A flash of red swamped her vision, she could not feel anything, is this what her death will feel like? No, she was not yet ready to die she know knew. She had not fully appreciated her life until today, and she had not noticed that others knew a pain far greater than her own. Life’s funny sometimes.
“Oh, Farah… Someone call 911!” She could hear Jameson shouting, her head was soon padded by his lap, a different kind of comfort than the rough pavement had provided. He clung to her, crying. “Farah, can you hear me? Please hang in there… Please… I am so sorry. I am so so sorry.” Her torturer did not hate her, after all this time. He was lost himself. She struggled to get the words out. “Jame…” She whimpered in his arms; she could not feel her limbs. She was terrified. And then her world faded to black.
She was flying, flying through the darkness. She was soaring so high, and nothing could touch her. She smiled, where was she going? It did not matter, all that mattered was that for once nothing could stop her from reaching for the distance. She wanted to stay here forever, flying towards the unending darkness, but the light threatened to sway her from her passage. “Is she going to be okay?” She heard her father’s choked voice interrupting her course, but she wanted to continue flying.
Then a quiet female voice, “Please come back to us, Farah.” It was a voice she knew as well, it sounded like Rebecca’s. Did Rebecca really know her name too? She fought to sink further into her oblivion. No, no one knew her name, for she had no name worth the effort. She was the unknown girl who ate too much and talked too little. She was the forgotten, the ones that were not meant to be here, she did not fit into the mold that society had given the rest of the world. She was not beautiful, she was disposable. Her subconscious wanted to escape, but she was not sure where she yet wanted to go.
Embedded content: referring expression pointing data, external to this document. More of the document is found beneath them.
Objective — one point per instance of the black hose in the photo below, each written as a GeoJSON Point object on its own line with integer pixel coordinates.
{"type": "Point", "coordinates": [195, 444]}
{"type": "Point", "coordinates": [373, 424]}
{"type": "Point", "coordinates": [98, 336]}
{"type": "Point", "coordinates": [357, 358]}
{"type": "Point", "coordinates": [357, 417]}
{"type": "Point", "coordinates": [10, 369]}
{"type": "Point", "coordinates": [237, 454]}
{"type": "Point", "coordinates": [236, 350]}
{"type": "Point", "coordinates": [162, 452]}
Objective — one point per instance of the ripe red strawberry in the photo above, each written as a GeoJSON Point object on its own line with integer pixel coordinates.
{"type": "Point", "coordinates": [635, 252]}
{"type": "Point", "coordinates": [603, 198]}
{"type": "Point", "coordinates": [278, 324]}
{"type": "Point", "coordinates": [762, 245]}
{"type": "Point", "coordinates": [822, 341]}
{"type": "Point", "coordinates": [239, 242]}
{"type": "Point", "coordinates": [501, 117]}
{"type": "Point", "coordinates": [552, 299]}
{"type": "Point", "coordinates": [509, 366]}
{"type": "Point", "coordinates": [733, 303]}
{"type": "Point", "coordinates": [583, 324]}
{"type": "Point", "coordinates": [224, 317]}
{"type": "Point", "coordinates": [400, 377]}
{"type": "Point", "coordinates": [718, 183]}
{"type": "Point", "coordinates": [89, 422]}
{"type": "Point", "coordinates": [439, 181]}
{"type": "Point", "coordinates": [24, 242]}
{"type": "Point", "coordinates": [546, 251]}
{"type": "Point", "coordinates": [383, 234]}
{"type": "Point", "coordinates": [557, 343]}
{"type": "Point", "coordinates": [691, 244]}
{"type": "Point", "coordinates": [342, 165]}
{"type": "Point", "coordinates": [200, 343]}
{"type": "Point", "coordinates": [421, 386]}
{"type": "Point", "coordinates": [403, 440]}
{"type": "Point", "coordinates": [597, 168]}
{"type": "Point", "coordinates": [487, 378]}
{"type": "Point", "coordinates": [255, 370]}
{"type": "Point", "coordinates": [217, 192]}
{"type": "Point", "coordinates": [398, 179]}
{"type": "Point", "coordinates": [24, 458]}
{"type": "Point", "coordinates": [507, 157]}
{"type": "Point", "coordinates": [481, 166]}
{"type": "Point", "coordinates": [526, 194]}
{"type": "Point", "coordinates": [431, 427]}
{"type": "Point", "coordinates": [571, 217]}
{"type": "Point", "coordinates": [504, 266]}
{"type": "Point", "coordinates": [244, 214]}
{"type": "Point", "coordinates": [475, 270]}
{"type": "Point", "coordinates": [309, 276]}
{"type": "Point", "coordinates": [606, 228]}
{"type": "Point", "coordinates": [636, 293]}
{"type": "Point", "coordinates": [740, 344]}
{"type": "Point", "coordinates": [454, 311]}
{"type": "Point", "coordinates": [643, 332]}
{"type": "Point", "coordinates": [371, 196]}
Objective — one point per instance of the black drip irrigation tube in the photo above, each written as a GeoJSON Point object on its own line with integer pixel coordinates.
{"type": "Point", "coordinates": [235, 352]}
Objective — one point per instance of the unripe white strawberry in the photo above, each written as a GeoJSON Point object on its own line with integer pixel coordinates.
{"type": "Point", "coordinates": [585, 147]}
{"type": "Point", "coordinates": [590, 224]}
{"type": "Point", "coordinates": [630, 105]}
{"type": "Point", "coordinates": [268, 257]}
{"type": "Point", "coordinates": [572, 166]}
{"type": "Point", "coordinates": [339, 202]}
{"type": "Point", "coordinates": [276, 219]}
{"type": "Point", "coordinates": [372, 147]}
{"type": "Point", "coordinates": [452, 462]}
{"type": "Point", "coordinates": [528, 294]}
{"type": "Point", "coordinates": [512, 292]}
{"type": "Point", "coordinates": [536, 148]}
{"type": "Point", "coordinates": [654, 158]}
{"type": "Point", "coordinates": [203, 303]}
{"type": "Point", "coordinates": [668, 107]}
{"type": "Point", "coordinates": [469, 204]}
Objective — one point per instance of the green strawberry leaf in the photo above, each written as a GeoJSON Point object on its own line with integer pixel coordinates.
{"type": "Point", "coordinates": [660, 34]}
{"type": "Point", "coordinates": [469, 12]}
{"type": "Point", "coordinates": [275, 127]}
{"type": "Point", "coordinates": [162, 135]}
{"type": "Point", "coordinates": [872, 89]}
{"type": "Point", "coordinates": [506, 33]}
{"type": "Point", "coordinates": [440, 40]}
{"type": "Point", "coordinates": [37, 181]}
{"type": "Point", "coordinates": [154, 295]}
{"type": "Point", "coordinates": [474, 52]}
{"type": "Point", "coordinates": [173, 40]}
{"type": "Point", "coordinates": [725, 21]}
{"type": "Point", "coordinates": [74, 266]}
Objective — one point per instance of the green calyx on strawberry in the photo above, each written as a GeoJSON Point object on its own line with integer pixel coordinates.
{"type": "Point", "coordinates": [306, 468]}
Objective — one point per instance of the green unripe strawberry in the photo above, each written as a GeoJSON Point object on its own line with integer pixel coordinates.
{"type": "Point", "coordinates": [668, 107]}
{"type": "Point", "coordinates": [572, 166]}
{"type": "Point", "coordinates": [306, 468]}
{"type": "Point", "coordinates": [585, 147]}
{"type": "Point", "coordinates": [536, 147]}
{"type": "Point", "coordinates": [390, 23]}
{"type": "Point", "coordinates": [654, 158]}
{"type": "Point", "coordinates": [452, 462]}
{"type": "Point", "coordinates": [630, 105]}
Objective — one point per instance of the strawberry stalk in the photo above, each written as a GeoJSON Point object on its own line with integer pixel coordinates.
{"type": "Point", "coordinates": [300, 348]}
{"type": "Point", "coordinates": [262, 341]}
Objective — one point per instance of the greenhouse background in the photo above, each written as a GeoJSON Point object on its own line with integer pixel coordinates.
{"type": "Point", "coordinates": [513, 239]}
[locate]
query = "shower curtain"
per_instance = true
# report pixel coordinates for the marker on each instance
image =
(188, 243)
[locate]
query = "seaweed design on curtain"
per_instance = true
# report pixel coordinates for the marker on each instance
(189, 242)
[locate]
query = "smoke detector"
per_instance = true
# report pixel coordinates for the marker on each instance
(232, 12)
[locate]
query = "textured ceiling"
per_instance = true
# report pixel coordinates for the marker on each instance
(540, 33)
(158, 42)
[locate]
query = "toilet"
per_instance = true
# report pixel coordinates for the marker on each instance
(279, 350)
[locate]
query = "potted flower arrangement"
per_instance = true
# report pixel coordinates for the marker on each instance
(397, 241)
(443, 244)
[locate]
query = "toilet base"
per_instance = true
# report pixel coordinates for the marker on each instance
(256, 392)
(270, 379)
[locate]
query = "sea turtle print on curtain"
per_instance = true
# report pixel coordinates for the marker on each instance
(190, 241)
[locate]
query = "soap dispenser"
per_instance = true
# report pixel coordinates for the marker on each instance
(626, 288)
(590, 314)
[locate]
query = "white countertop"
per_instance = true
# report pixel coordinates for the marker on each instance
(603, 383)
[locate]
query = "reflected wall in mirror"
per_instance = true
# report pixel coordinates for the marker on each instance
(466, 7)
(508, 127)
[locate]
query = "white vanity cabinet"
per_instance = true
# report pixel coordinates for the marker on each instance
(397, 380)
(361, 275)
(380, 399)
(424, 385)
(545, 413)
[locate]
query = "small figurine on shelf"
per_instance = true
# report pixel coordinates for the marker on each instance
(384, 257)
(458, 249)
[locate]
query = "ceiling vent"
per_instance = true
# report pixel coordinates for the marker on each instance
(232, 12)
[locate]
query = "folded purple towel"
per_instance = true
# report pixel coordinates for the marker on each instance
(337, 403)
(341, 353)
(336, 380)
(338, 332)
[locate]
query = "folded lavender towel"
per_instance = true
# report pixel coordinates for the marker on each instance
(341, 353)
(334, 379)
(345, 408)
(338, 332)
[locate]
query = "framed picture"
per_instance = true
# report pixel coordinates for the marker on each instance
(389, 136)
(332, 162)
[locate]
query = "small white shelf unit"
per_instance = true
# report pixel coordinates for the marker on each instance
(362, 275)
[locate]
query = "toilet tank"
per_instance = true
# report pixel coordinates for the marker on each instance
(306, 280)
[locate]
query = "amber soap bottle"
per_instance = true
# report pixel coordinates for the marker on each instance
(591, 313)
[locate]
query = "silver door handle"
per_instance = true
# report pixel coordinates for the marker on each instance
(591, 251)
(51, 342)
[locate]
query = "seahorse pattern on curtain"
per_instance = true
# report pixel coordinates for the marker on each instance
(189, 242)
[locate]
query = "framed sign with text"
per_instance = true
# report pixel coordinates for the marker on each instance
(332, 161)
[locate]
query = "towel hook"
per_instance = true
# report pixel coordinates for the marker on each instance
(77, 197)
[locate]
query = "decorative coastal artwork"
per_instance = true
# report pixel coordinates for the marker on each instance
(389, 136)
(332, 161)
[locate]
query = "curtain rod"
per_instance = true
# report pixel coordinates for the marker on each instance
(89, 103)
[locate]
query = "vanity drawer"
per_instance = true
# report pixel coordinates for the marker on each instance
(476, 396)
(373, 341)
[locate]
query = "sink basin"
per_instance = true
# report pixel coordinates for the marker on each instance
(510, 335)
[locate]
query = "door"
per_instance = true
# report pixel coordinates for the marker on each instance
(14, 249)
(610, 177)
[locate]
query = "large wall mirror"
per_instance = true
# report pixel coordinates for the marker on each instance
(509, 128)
This was what she had wanted, this was what everyone wanted. But here she was, hearing the voices of the ones that she had thought did not want to hear. She could hear Jameson crying in the chair next to Rebecca. The misunderstood boy who sought her attention in the only way he knew how. Rebecca, the girl who always went out of her way for her but could not go further than the hints of friendship for her own shyness.
She could now clearly see the things she had been missing. She could hear her mother consoling her father. Her mother. Did her mother care? She thought back to the smile her mom had given to her earlier, it was not a smile out of malice or abhorrence. It was a smile filled with love. She reached out to touch the treetops once more before she made up her mind.
“Mom?” She whimpered, slowly opening her eyes to the blinding light of the bright hospital room and the four people staring back at her. She chose life.